Rechtbank Noord-Holland, 13-04-2018, ECLI:NL:RBNHO:2018:3156, 17/4857
Rechtbank Noord-Holland, 13-04-2018, ECLI:NL:RBNHO:2018:3156, 17/4857
Gegevens
- Instantie
- Rechtbank Noord-Holland
- Datum uitspraak
- 13 april 2018
- Datum publicatie
- 19 april 2018
- ECLI
- ECLI:NL:RBNHO:2018:3156
- Zaaknummer
- 17/4857
- Relevante informatie
- Gemeentewet [Tekst geldig vanaf 31-01-2024] art. 228a
Inhoudsindicatie
Rioolheffing gemeente Oostzaanberoep 2013 gegrond, beroepen 2014 LJN en2015 ongegrond
- Partitiele overschrijding opbrengstlimiet voor 2013, geen overschrijding voor 2014 en 2015;;
- Geen strijd met Kaderrichtlijn Water
- Geen schending gelijkheidsbeginsel.
Uitspraak
Zittingsplaats Haarlem
zaaknummers: HAA 17/4857, 17/4858 en 17/4859
uitspraak van de meervoudige kamer van 13 april 2018 in de zaken tussen
[X] , gevestigd te [Z] , eiseres
(gemachtigde: mr. P.F. van der Muur RT),
en
15/2840
Procesverloop
Verweerder heeft aan eiseres ter zake van percelen in de gemeente Oostzaan (de hierna nader gespecificeerde) aanslagen rioolheffing opgelegd naar een voor de jaren 2013, 2014 en 2015 geldend tarief van € 284,55 per perceel. Het totaal bedrag van de aanslagen beliep in
2013: € 284.550;
2014: € 288.533,70 en
2015: € 288.818,25.
Met dagtekening 11 oktober 2017 heeft verweerder uitspraak gedaan op de tegen deze aanslagen gemaakte bezwaren. Bij de uitspraak voor:
- het jaar 2013 is het bezwaar gegrond verklaard en is het totaalbedrag van de aanslagen van € 284.550 verminderd met 5,2 percent (€ 14.796),
- het jaar 2014 is het bezwaar gegrond verklaard en is het totaalbedrag van de aanslagen ad € 288.533,70 verminderd met 1,3 percent (€ 3.750), en
- het jaar 2015 is het bezwaar ongegrond verklaard.

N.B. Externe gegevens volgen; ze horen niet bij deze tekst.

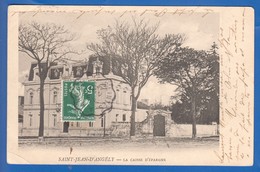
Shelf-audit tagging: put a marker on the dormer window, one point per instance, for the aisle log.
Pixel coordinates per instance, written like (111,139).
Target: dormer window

Eiseres heeft daartegen beroep ingesteld. De beroepen zijn bij de rechtbank ingeschreven onder de zaaknummers 17/4857, 17/4858 en 17/4859 inzake de aanslagen voor respectievelijk de jaren 2013, 2014 en 2015.
Verweerder heeft in elk beroep een als verweerschrift aangeduid nader stuk ingediend, waarvan een afschrift aan de wederpartij is gezonden.
Eiseres heeft bij schrijven van 13 februari 2018 nadere stukken ingezonden. Een afschrift hiervan is een verweerder gestuurd.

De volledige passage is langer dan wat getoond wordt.